Dr. Mullan’s team developed a self-reporting survey to assess domains that address social mission, including emphasis in diversity, reference to social mission in the school’s mission statement,  and whether students are getting meaningful clinical experiences in community settings. The study aims to increase a school’s awareness and understanding of its current strengths and areas for improvement in the domain of social mission, while providing benchmarks and best practices for social mission engagement.

During the pilot phase the team has surveyed 60 schools. Over the next two years, the grant will allow the team to modify and promote the social mission self-study tool and to offer it to all the medical, nursing and dental schools in the country. From that exercise, they plan to establish a social mission metrics data bank and provide feedback to schools on their performance.

”This project will build general awareness of social mission in health professions education and provide a specific measurement tool that schools can use to assess their strengths and weaknesses in the area. This knowledge will help them provide more complete health professions education and address social determinants of health in underserved communities,” Dr.
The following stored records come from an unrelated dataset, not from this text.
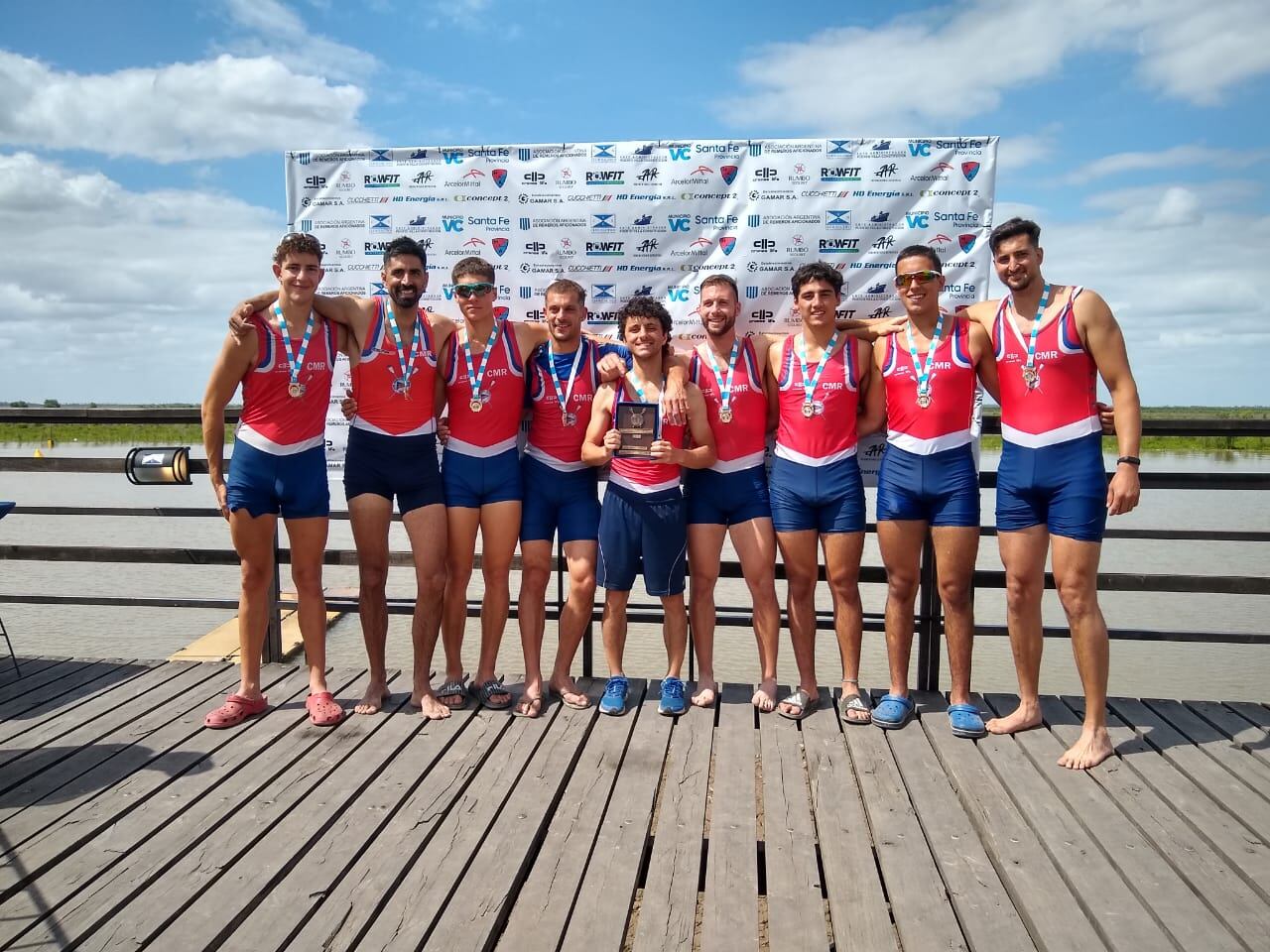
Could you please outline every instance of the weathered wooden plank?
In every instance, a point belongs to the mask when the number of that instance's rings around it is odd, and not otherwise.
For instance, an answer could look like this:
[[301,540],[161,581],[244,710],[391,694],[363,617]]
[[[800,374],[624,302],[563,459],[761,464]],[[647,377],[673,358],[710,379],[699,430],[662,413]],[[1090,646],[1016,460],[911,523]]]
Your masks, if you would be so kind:
[[[888,731],[886,740],[966,944],[972,949],[1033,949],[1027,927],[1019,918],[926,736],[931,730],[949,730],[947,706],[937,694],[917,693],[913,698],[921,724]],[[966,740],[958,743],[970,746]],[[906,952],[909,944],[904,943]]]
[[[1064,697],[1064,703],[1077,715],[1083,713],[1083,698]],[[1253,890],[1266,900],[1270,900],[1270,845],[1265,839],[1253,833],[1246,824],[1224,809],[1219,801],[1210,796],[1200,783],[1182,772],[1176,759],[1180,754],[1186,754],[1187,762],[1194,760],[1193,768],[1199,774],[1213,774],[1219,783],[1229,783],[1242,787],[1226,770],[1199,753],[1194,745],[1184,740],[1172,727],[1168,727],[1160,717],[1151,712],[1146,704],[1138,701],[1115,698],[1113,708],[1128,711],[1138,720],[1149,722],[1151,731],[1143,732],[1142,725],[1128,725],[1116,717],[1116,724],[1130,726],[1138,736],[1149,744],[1144,751],[1130,751],[1121,754],[1138,774],[1149,783],[1154,791],[1163,797],[1195,830],[1204,836],[1226,861],[1240,872]],[[1109,718],[1110,721],[1110,718]],[[1175,744],[1163,750],[1151,743],[1156,741]],[[1171,740],[1165,740],[1171,736]],[[1151,748],[1156,748],[1152,750]],[[1158,753],[1157,753],[1158,751]],[[1173,757],[1170,757],[1173,754]],[[1247,795],[1251,800],[1251,793]]]
[[1106,948],[1040,839],[984,760],[978,746],[983,741],[966,744],[954,737],[946,717],[923,717],[921,724],[1036,948]]
[[[77,670],[0,703],[0,721],[17,720],[15,726],[25,730],[51,717],[74,717],[72,710],[81,701],[95,697],[103,691],[110,691],[156,664],[159,663],[113,660],[85,664]],[[15,691],[23,687],[22,683],[11,685]]]
[[[1204,791],[1205,797],[1219,803],[1242,826],[1260,833],[1261,847],[1266,849],[1266,838],[1270,836],[1270,802],[1255,793],[1233,773],[1223,769],[1212,757],[1191,744],[1168,721],[1143,702],[1133,698],[1111,698],[1109,703],[1151,746],[1161,753],[1165,760],[1194,781],[1195,786]],[[1185,722],[1185,718],[1181,720]],[[1213,727],[1208,725],[1205,727],[1215,734]],[[1196,732],[1199,731],[1196,730]],[[1222,745],[1236,757],[1247,757],[1243,751],[1231,748],[1228,741],[1223,740]],[[1270,857],[1270,852],[1266,856]],[[1270,886],[1270,878],[1266,882]]]
[[[484,790],[476,784],[478,777],[502,776],[497,770],[484,773],[483,765],[511,726],[511,718],[488,711],[460,711],[448,721],[467,724],[441,762],[358,857],[354,868],[326,894],[314,897],[320,905],[309,914],[298,933],[278,946],[279,949],[358,948],[358,937],[409,869],[428,862],[436,864],[439,875],[460,875],[458,857],[450,862],[444,848],[438,850],[441,856],[424,857],[423,852],[434,842],[456,802],[467,797],[464,802],[471,803]],[[244,947],[255,948],[255,941]]]
[[[345,687],[357,691],[364,683],[364,674],[351,678],[348,674],[334,674],[329,683],[337,692]],[[295,688],[300,684],[307,687],[302,675],[290,682]],[[144,930],[150,915],[175,913],[168,901],[171,896],[149,891],[155,882],[179,889],[192,871],[197,872],[193,867],[204,857],[213,863],[232,861],[246,845],[243,838],[254,840],[268,829],[272,819],[302,798],[324,767],[330,765],[323,748],[337,745],[347,750],[361,736],[361,730],[331,731],[307,724],[304,712],[305,693],[296,691],[286,703],[271,708],[267,716],[255,718],[255,725],[269,724],[271,730],[278,726],[281,730],[274,735],[276,743],[267,745],[265,757],[253,757],[251,769],[231,770],[220,777],[212,790],[192,783],[198,779],[198,773],[192,772],[183,777],[182,783],[170,784],[163,796],[150,797],[141,809],[128,815],[131,845],[109,866],[109,875],[94,872],[91,882],[75,890],[70,900],[56,909],[56,915],[23,937],[23,948],[65,948],[72,939],[100,947],[113,939],[126,941],[133,937],[138,928]],[[190,717],[202,721],[201,713]],[[351,724],[356,727],[356,720]],[[231,730],[241,731],[241,727]],[[248,740],[257,730],[260,727],[248,731]],[[229,732],[203,730],[198,736]],[[185,800],[192,790],[198,792]],[[171,810],[168,803],[173,798],[177,798],[178,807],[184,809]],[[136,826],[146,825],[151,814],[164,816],[166,821],[138,834]],[[114,831],[116,828],[110,828],[105,833],[107,848]],[[226,852],[227,847],[236,849]],[[60,877],[79,878],[79,864],[91,852],[93,844],[88,844],[53,872]],[[100,871],[100,864],[93,866]],[[110,928],[97,932],[107,923],[110,923]]]
[[692,947],[714,720],[712,707],[692,706],[674,718],[634,949]]
[[[824,713],[831,713],[832,706]],[[895,949],[895,929],[874,858],[860,783],[836,717],[803,721],[812,815],[834,948]],[[846,730],[850,730],[847,727]]]
[[[787,693],[782,687],[779,697]],[[822,691],[822,697],[826,693]],[[833,704],[810,716],[831,717]],[[758,743],[763,770],[768,935],[792,948],[828,948],[824,895],[815,862],[815,826],[803,767],[803,735],[795,721],[761,717]]]
[[[367,793],[382,793],[380,776],[385,767],[394,758],[415,757],[411,740],[423,718],[392,716],[408,699],[398,694],[392,706],[384,708],[384,716],[356,718],[371,727],[366,740],[305,796],[304,807],[282,816],[232,863],[218,863],[217,877],[146,941],[155,948],[217,948],[283,876],[298,871],[307,880],[306,873],[320,863],[318,857],[331,835],[328,828],[337,817],[345,810],[364,815],[358,801]],[[400,800],[403,792],[399,788],[395,798]],[[310,889],[312,885],[310,881]]]
[[[358,952],[415,949],[432,928],[436,915],[466,876],[490,826],[503,810],[538,745],[560,731],[558,708],[536,718],[512,720],[498,746],[481,767],[472,786],[442,820],[437,835],[410,864],[405,877],[371,919],[370,928],[351,948]],[[508,718],[509,715],[500,713]],[[333,948],[344,948],[334,944]]]
[[[0,820],[11,843],[27,842],[81,803],[142,769],[161,750],[150,743],[152,739],[149,735],[194,708],[202,713],[212,698],[236,685],[237,677],[225,670],[220,680],[194,684],[170,698],[169,704],[144,712],[132,722],[127,721],[124,712],[123,722],[112,734],[69,748],[69,757],[61,757],[61,746],[50,751],[52,763],[46,770],[27,777],[0,796]],[[202,717],[198,720],[201,726]],[[183,734],[188,736],[194,730],[198,727],[190,725]],[[24,760],[17,763],[23,764]]]
[[[276,691],[278,689],[274,687],[276,683],[283,680],[293,670],[287,665],[265,665],[260,671],[262,683],[268,689]],[[301,684],[297,683],[292,691],[298,691],[300,687]],[[193,717],[178,713],[169,725],[154,731],[146,739],[147,748],[163,753],[144,762],[146,769],[136,770],[126,781],[103,790],[99,796],[79,802],[69,814],[58,817],[56,824],[46,825],[43,831],[28,838],[18,829],[22,824],[14,824],[10,839],[14,844],[19,842],[19,836],[24,842],[20,842],[20,847],[14,845],[11,852],[6,850],[8,854],[0,859],[0,900],[20,889],[27,877],[32,877],[64,859],[89,838],[108,826],[123,824],[123,817],[131,810],[145,803],[156,790],[197,767],[201,763],[199,753],[213,750],[217,745],[227,744],[231,740],[235,741],[230,754],[220,757],[216,764],[199,772],[198,782],[204,782],[218,769],[225,768],[226,762],[232,762],[241,751],[251,749],[251,741],[244,743],[239,735],[258,721],[248,721],[245,725],[227,731],[202,731],[198,734],[202,730],[201,713],[201,711],[196,711]],[[173,750],[177,745],[180,746]],[[127,757],[128,754],[122,755]],[[184,786],[190,783],[193,781],[187,781]],[[168,802],[178,801],[173,797]],[[18,819],[20,820],[20,817]],[[3,934],[3,927],[0,927],[0,934]]]
[[701,952],[758,952],[758,731],[751,696],[748,687],[726,684],[716,702]]
[[[923,699],[927,698],[930,696]],[[942,698],[939,701],[930,698],[930,702],[932,710],[940,710],[941,713],[947,710]],[[973,702],[983,706],[982,698],[973,698]],[[1013,707],[1008,710],[1012,711]],[[942,729],[950,737],[952,736],[946,718]],[[1073,815],[1046,778],[1038,773],[1019,740],[1008,735],[989,734],[978,741],[978,746],[1001,786],[1044,844],[1045,852],[1085,908],[1107,948],[1118,952],[1167,948],[1168,934],[1129,889],[1099,842],[1081,825],[1080,819]],[[1067,773],[1066,768],[1057,763],[1046,764],[1041,770],[1046,774],[1059,770]],[[1082,779],[1088,782],[1088,778]]]
[[[1011,694],[989,694],[986,699],[998,715],[1013,711],[1019,702],[1019,698]],[[1052,707],[1053,702],[1057,699],[1052,698]],[[1050,724],[1050,729],[1054,727],[1055,725]],[[1121,807],[1116,806],[1106,787],[1099,783],[1092,772],[1058,767],[1058,758],[1067,746],[1055,734],[1049,730],[1021,731],[1015,735],[1015,740],[1035,769],[1088,830],[1088,835],[1115,863],[1129,889],[1170,932],[1179,948],[1223,952],[1238,952],[1242,948],[1220,919],[1200,901],[1167,862],[1163,852],[1157,852],[1156,844],[1135,825],[1124,823]],[[1110,770],[1115,763],[1116,759],[1111,758],[1105,767],[1095,769]]]
[[[1081,716],[1058,698],[1043,697],[1041,713],[1060,748],[1080,737]],[[1247,944],[1248,937],[1270,934],[1270,908],[1265,900],[1137,770],[1135,764],[1160,764],[1160,754],[1119,717],[1107,718],[1107,732],[1118,757],[1104,760],[1087,774],[1238,941]],[[1167,764],[1162,767],[1172,770]],[[1219,943],[1218,938],[1215,944]],[[1206,943],[1193,946],[1205,947]],[[1253,949],[1247,947],[1250,952]]]
[[561,952],[620,948],[630,924],[631,901],[653,821],[653,801],[671,739],[671,718],[657,713],[657,691],[648,689],[643,702],[634,691],[631,697],[635,701],[626,716],[636,717],[635,727],[599,824]]
[[596,717],[594,706],[585,711],[560,706],[551,731],[533,754],[458,887],[437,910],[436,925],[424,939],[428,948],[484,952],[494,947],[514,896],[536,862],[535,847],[575,769]]
[[[46,793],[56,790],[66,778],[76,777],[112,753],[140,741],[149,732],[145,727],[147,716],[166,712],[168,718],[175,717],[180,708],[169,708],[187,691],[202,688],[201,696],[206,697],[208,688],[204,682],[213,679],[211,683],[220,687],[225,680],[226,665],[174,666],[166,671],[166,678],[147,680],[150,674],[159,675],[164,670],[160,668],[133,678],[117,691],[89,702],[95,704],[113,698],[114,707],[99,711],[97,716],[85,712],[84,721],[77,727],[58,720],[56,736],[41,737],[37,735],[43,732],[34,731],[17,741],[20,746],[0,751],[0,757],[10,758],[0,768],[0,776],[4,777],[0,781],[0,823],[20,810],[23,803],[38,800],[42,796],[37,796],[38,790]],[[77,769],[67,764],[67,760],[77,762]],[[57,779],[58,776],[61,779]]]
[[[1172,720],[1168,711],[1158,707],[1156,702],[1148,701],[1148,703],[1154,707],[1158,713],[1168,716],[1168,718]],[[1175,701],[1172,703],[1176,704],[1180,702]],[[1264,730],[1256,725],[1248,724],[1245,718],[1234,713],[1234,711],[1226,707],[1226,704],[1218,703],[1217,701],[1187,701],[1186,707],[1191,708],[1195,713],[1217,727],[1223,736],[1229,737],[1231,743],[1238,750],[1246,751],[1257,762],[1256,772],[1253,776],[1247,777],[1241,776],[1245,772],[1241,769],[1238,760],[1223,760],[1223,763],[1233,768],[1236,770],[1236,776],[1248,783],[1252,790],[1270,797],[1270,791],[1267,791],[1267,787],[1270,787],[1270,736],[1266,736]],[[1173,724],[1176,725],[1176,721],[1173,721]],[[1199,744],[1199,740],[1190,731],[1185,732],[1191,737],[1191,740],[1195,740],[1195,743]],[[1201,746],[1204,745],[1201,744]]]
[[[841,701],[839,692],[834,694]],[[855,764],[900,946],[904,952],[965,949],[961,928],[885,732],[848,724],[842,734]],[[846,927],[850,929],[851,923]]]
[[[598,703],[603,683],[591,692]],[[643,697],[644,684],[631,680],[631,697]],[[574,900],[582,887],[587,859],[613,793],[617,770],[638,717],[597,717],[542,847],[533,858],[498,948],[504,952],[555,952]],[[753,848],[751,848],[753,852]],[[589,915],[589,910],[583,910]]]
Mullan said. “Educational investments in this area will help schools develop the next generation of community-minded health practitioners.”

Treating Neuroblastoma
Rohan Fernandes, assistant professor of medicine at the School of Medicine and Health Sciences, received more than $700,000 from the Alex’s Lemonade Stand Foundation to research treatment for neuroblastoma, a childhood cancer that forms in certain types of nerve tissue, typically starting on the adrenal glands.

Neuroblastoma is one of the most prevalent types of solid tumors in children, Dr. Fernandes said. The survival rate for high-risk neuroblastoma, a particular subtype of neuroblastoma GW Cancer Center researchers are studying is around 40 percent despite intense, multimodal therapies.

Neuroblastoma is the third leading cause of cancer-related death among children, accounting for 10 to 15 percent of pediatric cancer deaths.

Dr. Fernandes and his team have engineered a “nanoimmunotherapy,” which combines the benefits of nanoparticles with a class of immunotherapy called checkpoint inhibitors, for treating neuroblastoma. The nanoparticles are administered to neuroblastoma tumors where they are activated with near infrared light. The light activation causes the nanoparticles to heat and destroy tumor tissue and elicit a robust anti-tumor response from the immune system. These anti-tumor effects are made more potent by the administration of the checkpoint inhibitor immunotherapy.

“We seek to understand the effects of these disparate, yet complementary, treatment modalities on the immune system with the goal of eliciting the most potent immune response against neuroblastoma,” Dr. Fernandes said. “We believe that localized treatment using nanoparticles along with systemic treatment with checkpoint inhibitors can offer a better prognosis for patients with high-risk neuroblastoma.”

The project is funded through 2021 with the possibility of a one-year extension.

 

The National Institutes of Health (NIH) recently announced $157 million in grant awards to launch a seven-year initiative called Environmental influences on Child Health Outcomes (ECHO). The ECHO program will investigate how exposure to a range of environmental factors in early development—from conception through early childhood—influences the health of children and adolescents. The NIH funding includes grants to support and extend existing longitudinal studies of children and families that examine environmental influences on children’s health outcomes. Among the grant awards is $3.2 million in funding over a two-year period to a pediatric cohort led Jody Ganiban, professor of clinical psychology in the Columbian College, Jenae Neiderhiser, professor of psychology at Penn State, and Leslie Leve, professor and associate dean for research and faculty development at the University of Oregon. This award includes the possibility of annual grant extensions through the life of the ECHO initiative.